During a follow-up interview on 1/24/25, at 3:40 p.m., with the administrator (ADM), ADM verified that facility's staff did not endorse the conservator's request for Resident 1's visitation restriction to their IDT or the attending physician for follow-up the possible of visitation restriction to prevent her friends visiting her, because contraband and lighter were found inside of Resident 1's drawer which was given by her friends during visitation.
During a telephone interview on 1/27/25, at 4 p.m., with the Program Director (PD), PD stated, " Resident 1 is acknowledged her substance abuse, she has poor insight with episode of anxiety and has been mentioned she wants to leave here."
During a telephone interview on 1/28/25, at 9:38 a.m. and 2/7/25, at 3:25 p.m., with the certified nursing assistant B (CNA B), CNA B stated upon shift change was endorsed by CNA D and with other staff mentioning overheard Resident 1 crying to someone over the phone before 3 p.m. on 1/15/25 for, "Let me out, I want to go home." CNA B stated she supervised Resident 1 at the visitation lounge room when her visitor came in to see her on 1/15/25 at 7:05 p.m., they hugged each other intimately during visitation, so the director of nursing (DON) came in the visitation lounge to keep both of them distances. CNA B stated when the visitor about to leave while she was holding the doorknob to open then suddenly Resident 1 grabbed opportunities pushing her from the behind and ran out of the door to outside the street. CNA B further stated at that time Resident 1 sat on the black chair by sideway about seven steps away from the exit door before opening the exit door for letting visitor out. CNA B stated the elopement was planned it and she did not think too much either to ask help for providing supervision at the visitation lounge room nor to let the Resident 1 going inside the unit before her visitor out during ending the visitation since Resident 1 was at high risk for elopement and with motivation for AWOL.
During an interview on 2/6/25, 10:10 a.m., with ADM, ADM stated should have provided preventive safety measures in place to prevent Resident 1's elopement and followed through the communication from Resident 1's conservator. ADM stated after the incident of elopement facility started to revise their policies and procedures and changed from one person to two persons for supervising during visitation and would let the resident back to unit first and then to let the visitor out during ending the visitation.
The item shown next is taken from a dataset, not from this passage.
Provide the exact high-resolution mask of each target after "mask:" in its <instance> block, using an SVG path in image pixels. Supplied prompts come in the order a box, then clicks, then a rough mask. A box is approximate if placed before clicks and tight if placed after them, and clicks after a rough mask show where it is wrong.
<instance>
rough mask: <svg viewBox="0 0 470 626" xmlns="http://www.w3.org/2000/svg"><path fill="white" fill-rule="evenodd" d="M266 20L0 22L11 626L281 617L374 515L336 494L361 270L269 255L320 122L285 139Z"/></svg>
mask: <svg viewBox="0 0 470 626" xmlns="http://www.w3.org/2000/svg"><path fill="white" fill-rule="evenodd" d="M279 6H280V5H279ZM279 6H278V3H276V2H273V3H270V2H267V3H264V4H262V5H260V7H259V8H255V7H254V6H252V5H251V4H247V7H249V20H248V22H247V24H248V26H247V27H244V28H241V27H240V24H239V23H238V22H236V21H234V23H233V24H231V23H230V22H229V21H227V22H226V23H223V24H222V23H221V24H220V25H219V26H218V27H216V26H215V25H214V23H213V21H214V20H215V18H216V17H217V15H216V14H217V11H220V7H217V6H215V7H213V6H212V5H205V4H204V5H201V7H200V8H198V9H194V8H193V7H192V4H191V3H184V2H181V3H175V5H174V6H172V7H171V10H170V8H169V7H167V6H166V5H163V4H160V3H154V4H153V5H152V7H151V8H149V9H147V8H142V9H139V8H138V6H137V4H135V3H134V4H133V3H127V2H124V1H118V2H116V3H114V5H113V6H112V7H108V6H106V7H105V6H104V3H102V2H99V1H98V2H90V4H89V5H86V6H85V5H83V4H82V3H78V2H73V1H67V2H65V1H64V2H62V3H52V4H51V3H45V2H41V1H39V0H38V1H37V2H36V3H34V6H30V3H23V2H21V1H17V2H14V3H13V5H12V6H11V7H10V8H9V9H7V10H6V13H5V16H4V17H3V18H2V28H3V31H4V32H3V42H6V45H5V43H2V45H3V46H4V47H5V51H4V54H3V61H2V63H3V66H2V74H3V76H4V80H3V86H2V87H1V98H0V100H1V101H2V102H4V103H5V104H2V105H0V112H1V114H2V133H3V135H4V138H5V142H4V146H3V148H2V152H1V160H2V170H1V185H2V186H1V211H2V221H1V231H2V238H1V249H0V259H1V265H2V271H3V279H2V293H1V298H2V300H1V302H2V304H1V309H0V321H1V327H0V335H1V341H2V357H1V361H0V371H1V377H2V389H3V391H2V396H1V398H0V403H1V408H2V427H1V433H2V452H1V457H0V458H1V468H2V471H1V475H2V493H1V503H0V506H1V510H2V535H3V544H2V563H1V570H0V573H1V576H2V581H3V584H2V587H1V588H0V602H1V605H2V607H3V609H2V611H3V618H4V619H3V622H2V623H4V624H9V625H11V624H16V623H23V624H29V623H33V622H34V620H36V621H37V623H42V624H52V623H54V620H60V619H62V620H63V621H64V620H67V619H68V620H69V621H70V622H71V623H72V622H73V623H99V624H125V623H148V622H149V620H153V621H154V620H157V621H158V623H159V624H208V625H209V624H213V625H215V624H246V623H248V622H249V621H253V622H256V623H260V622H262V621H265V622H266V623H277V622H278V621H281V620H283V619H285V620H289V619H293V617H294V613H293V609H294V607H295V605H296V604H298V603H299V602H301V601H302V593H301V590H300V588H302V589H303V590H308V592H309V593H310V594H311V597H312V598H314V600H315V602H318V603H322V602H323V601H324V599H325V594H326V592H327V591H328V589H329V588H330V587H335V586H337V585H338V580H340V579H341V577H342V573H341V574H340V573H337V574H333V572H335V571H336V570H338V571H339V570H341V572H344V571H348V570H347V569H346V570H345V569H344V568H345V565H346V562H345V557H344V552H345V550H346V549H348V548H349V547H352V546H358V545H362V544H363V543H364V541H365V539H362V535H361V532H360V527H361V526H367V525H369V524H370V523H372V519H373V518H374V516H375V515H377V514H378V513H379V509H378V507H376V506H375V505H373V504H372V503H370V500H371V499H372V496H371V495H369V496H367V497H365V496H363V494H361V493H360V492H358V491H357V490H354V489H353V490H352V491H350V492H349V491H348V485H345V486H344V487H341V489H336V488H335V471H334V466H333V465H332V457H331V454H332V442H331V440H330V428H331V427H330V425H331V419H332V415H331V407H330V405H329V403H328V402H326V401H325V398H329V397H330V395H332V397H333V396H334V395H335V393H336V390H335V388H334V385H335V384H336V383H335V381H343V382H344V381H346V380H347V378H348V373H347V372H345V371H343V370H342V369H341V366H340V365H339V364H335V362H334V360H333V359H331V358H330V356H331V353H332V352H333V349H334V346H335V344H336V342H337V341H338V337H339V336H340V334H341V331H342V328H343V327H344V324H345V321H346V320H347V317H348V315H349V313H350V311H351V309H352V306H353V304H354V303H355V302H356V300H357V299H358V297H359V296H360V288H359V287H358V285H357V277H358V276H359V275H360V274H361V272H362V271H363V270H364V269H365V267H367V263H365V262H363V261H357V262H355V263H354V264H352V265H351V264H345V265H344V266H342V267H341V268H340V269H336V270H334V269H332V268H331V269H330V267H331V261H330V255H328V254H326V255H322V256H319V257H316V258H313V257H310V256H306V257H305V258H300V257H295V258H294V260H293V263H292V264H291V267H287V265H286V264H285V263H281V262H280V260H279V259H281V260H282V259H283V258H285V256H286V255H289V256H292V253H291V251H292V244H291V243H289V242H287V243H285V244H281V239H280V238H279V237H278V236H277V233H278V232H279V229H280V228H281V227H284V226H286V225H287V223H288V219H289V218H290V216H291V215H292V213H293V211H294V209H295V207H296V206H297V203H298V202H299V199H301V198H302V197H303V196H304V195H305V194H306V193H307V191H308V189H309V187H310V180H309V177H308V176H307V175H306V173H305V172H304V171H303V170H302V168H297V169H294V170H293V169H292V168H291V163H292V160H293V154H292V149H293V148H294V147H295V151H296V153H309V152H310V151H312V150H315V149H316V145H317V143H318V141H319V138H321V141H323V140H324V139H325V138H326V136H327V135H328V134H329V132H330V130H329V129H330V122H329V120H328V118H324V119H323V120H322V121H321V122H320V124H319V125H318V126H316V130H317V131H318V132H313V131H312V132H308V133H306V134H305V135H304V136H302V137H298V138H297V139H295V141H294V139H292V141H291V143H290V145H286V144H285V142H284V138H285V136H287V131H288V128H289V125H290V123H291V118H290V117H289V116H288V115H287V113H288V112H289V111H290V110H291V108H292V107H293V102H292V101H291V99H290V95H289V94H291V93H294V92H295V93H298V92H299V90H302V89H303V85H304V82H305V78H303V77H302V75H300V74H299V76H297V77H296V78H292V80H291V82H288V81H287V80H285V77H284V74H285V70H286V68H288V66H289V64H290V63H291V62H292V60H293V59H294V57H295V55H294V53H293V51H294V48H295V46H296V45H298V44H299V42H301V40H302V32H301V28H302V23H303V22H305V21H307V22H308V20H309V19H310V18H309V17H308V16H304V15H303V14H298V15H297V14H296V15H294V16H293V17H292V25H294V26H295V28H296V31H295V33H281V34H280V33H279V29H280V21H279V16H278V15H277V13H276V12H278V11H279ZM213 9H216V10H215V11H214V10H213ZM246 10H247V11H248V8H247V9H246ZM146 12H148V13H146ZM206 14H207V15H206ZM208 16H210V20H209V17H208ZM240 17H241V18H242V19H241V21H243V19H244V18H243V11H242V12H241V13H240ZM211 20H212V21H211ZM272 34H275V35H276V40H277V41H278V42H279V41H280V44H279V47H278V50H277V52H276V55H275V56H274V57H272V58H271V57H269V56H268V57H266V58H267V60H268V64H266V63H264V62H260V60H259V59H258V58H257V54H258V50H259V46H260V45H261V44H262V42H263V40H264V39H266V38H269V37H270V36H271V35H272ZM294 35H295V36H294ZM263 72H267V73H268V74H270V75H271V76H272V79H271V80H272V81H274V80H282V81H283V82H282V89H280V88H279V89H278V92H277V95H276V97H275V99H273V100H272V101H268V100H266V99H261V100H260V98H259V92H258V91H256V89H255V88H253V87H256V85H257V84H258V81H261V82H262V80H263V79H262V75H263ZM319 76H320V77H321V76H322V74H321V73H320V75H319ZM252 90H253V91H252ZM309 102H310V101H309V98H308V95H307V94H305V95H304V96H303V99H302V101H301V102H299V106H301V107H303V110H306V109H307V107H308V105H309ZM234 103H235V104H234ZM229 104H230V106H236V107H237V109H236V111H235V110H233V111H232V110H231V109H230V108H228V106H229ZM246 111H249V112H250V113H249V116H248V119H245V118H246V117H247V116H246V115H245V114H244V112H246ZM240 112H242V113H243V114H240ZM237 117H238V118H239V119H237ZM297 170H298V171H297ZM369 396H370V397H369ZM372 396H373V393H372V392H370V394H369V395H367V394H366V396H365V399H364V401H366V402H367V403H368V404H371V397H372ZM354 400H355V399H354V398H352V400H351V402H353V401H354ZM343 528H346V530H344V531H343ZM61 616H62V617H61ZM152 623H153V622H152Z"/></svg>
During a review of the facility's policy and procedure (P&P) titled," Policy and Procedure for Elopement And AWOL." dated 10/15/24, the P & P indicated," The facility shall take the following steps to identify, prevent, detect and respond to situations of resident elopement/ AWOL. Staff shall not open the exit doors if a resident is in the close proximity of the door."
The facility failed to implement safety measures to prevent elopement. This violation had a direct or immediate relationship to the health, safety, or security of the residents.